Jeff: Yeah, and I can see all of those things kind of mesh together. Now, you wrote it during NaNo, anda 107,000 words during NaNo is insane. What was your process for writing the book? Did you have all the research and everything ready to go or…?

TJ: Yes. Because I knew that I was gonna be… I had just finished writing “Wolfsong.” I was not really sure what my next project was gonna be. And I’ve been playing around with the idea of writing a book in the 1950s for a long time. So I had plenty of research already up and ready to go. But then this idea came into my head after GRL last year, I just got this random idea of this book that eventually became “Murmuration.” And it was… I knew the beginning of the book and I knew the ending of the book.
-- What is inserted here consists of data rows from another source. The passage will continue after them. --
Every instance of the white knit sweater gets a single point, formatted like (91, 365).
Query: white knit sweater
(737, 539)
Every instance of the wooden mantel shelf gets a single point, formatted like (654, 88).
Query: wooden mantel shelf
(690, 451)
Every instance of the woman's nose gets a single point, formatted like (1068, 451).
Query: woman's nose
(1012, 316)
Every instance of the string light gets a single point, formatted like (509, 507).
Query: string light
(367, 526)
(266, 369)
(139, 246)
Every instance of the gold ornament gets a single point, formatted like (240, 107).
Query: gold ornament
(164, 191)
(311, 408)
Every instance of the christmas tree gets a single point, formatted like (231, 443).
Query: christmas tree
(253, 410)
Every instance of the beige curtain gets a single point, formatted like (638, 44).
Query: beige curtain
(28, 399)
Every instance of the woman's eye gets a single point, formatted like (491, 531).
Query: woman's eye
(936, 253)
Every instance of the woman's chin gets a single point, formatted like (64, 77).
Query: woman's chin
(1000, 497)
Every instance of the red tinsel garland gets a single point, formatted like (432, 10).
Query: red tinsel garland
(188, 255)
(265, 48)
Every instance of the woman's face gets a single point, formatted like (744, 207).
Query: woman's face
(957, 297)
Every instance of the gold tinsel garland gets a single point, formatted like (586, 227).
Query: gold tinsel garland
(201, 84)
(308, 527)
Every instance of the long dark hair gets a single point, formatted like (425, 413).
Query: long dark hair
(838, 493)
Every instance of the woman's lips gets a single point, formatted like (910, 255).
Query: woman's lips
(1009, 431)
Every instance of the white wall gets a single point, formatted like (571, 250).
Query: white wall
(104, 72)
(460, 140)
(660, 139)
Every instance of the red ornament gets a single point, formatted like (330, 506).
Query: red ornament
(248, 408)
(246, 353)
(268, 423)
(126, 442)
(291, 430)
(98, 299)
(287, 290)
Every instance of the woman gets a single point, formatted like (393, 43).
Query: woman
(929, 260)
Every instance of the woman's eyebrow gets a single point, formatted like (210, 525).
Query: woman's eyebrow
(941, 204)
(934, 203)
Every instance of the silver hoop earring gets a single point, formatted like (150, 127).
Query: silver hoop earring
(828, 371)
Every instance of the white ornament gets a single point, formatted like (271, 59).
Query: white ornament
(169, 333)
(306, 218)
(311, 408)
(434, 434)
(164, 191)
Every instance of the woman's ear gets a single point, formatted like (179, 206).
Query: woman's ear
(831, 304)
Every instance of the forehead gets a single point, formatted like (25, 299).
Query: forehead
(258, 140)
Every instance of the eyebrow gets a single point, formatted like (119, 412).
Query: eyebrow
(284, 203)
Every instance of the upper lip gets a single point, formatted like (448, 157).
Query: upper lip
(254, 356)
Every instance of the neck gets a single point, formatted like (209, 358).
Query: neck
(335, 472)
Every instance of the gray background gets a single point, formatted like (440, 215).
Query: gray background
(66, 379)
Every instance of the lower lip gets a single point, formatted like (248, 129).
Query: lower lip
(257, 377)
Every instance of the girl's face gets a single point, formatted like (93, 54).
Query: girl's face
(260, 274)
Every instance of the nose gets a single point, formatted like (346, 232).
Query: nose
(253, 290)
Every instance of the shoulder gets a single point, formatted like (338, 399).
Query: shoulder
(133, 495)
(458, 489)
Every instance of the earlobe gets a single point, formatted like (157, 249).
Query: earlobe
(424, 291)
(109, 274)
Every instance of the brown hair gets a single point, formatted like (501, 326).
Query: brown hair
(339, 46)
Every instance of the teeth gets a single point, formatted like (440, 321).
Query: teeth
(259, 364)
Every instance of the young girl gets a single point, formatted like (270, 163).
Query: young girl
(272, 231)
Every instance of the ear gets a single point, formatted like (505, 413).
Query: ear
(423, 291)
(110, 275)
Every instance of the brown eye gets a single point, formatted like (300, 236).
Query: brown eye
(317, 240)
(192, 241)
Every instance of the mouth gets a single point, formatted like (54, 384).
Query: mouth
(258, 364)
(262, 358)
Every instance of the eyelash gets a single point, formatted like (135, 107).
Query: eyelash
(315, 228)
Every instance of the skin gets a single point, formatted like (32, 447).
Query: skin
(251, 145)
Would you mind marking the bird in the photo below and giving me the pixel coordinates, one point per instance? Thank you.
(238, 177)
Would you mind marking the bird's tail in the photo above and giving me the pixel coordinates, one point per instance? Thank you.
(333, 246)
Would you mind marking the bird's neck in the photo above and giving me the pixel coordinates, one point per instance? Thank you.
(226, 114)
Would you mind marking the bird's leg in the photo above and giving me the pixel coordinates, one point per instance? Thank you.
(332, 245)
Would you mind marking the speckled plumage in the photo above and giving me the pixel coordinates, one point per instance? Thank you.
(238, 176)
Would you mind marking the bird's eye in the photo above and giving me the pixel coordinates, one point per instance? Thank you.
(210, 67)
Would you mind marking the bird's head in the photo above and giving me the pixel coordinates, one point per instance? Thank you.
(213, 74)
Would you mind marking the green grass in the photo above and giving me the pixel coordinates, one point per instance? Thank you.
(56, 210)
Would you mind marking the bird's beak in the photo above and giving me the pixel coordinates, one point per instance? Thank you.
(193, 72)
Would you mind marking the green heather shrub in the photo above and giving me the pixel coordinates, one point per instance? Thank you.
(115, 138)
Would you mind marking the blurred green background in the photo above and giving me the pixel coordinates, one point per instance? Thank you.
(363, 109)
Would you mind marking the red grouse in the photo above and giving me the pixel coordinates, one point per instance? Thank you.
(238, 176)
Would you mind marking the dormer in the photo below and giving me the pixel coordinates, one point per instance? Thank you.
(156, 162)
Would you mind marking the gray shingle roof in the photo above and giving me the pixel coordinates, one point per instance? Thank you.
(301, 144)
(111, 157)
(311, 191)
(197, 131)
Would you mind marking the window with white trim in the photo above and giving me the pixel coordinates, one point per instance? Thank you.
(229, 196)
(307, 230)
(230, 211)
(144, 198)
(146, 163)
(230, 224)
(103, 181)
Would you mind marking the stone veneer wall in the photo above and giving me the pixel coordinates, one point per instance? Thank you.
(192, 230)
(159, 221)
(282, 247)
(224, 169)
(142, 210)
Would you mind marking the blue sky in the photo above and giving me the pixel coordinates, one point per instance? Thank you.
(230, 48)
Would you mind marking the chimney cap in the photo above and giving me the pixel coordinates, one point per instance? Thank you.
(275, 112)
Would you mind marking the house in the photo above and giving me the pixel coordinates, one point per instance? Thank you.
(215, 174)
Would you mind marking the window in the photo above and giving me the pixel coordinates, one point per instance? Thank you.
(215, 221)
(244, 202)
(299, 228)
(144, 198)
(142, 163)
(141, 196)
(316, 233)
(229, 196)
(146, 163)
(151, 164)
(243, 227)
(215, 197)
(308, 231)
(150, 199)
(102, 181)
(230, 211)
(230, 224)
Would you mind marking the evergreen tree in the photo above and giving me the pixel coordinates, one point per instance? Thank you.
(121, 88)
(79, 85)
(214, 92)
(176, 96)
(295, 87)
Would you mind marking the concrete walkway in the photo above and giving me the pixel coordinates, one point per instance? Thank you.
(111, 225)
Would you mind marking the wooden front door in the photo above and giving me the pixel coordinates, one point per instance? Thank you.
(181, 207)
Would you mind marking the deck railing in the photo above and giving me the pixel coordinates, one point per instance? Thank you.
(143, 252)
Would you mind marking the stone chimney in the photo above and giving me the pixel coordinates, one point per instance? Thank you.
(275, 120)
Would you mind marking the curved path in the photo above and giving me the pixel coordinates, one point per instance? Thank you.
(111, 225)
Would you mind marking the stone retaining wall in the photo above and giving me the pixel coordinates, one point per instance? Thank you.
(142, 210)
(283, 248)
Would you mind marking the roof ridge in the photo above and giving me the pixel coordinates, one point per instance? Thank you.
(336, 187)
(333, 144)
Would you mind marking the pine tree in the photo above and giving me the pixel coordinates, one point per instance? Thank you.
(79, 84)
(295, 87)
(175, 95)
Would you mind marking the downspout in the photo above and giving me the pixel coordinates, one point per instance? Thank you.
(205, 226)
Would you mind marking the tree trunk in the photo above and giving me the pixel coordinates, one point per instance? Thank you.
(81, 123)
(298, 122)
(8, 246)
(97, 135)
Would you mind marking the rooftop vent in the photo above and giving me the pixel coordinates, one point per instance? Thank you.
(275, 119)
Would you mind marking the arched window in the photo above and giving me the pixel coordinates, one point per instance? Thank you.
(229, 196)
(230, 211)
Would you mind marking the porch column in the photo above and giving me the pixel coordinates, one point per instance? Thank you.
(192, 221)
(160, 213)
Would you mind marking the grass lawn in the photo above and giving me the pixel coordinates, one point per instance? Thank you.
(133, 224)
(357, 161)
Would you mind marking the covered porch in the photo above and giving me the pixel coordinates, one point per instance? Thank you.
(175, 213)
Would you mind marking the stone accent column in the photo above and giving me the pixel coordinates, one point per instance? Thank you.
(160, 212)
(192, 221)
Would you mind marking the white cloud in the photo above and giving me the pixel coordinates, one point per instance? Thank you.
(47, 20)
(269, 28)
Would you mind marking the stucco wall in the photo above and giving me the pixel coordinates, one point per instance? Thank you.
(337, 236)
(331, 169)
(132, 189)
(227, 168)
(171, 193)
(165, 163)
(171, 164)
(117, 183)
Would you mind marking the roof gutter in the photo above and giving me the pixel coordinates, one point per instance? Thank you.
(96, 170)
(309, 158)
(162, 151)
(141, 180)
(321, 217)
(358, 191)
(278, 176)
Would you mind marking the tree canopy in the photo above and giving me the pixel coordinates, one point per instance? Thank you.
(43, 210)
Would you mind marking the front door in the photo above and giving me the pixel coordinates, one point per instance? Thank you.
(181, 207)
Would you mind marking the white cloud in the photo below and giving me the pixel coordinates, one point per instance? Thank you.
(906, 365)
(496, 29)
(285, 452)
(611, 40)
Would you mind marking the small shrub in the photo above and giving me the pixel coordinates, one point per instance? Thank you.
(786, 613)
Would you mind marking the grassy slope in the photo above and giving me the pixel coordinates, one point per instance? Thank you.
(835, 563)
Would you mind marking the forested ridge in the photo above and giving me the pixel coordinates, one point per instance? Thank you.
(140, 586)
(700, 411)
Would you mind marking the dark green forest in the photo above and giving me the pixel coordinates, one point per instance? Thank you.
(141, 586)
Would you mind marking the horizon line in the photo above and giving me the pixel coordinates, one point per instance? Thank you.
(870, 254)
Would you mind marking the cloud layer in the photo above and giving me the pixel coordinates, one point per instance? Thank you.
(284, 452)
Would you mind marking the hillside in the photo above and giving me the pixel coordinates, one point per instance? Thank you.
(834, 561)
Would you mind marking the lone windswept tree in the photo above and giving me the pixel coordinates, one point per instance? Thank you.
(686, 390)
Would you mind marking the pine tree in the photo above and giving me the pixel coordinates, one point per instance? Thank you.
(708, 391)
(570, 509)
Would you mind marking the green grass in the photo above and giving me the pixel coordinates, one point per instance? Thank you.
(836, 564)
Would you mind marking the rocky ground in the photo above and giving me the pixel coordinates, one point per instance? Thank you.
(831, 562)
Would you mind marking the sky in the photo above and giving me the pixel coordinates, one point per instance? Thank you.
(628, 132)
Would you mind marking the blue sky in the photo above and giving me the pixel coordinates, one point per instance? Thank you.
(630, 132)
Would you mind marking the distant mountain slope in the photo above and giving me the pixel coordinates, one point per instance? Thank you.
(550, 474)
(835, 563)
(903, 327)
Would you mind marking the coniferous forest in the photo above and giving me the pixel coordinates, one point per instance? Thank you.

The ending is something that has not changed at all. In the last three or four paragraphs of “Murmuration” are word for word what I had written at the very beginning. I wrote the ending of the book at the beginning because I wanted to get to that point and that remained unchanged. But there’s a lot of research that goes into this book. And there’s a reason why for it, which obviously, people will see when they read it. But yes, all of that was completely done before I started and then I wrote, I think… Typically now I write four days a week and take three days off, but when I was writing that book, I wrote seven days a week, just because I couldn’t get the idea out of my head.

Jeff: That’s awesome. Now you’ve said it’s a love letter to the ’50s. Is there anything else you wanna say about what it’s about, that’s not in the blurb or are we just gonna…? Does everybody just need to go look at it? Because I think they kind of do.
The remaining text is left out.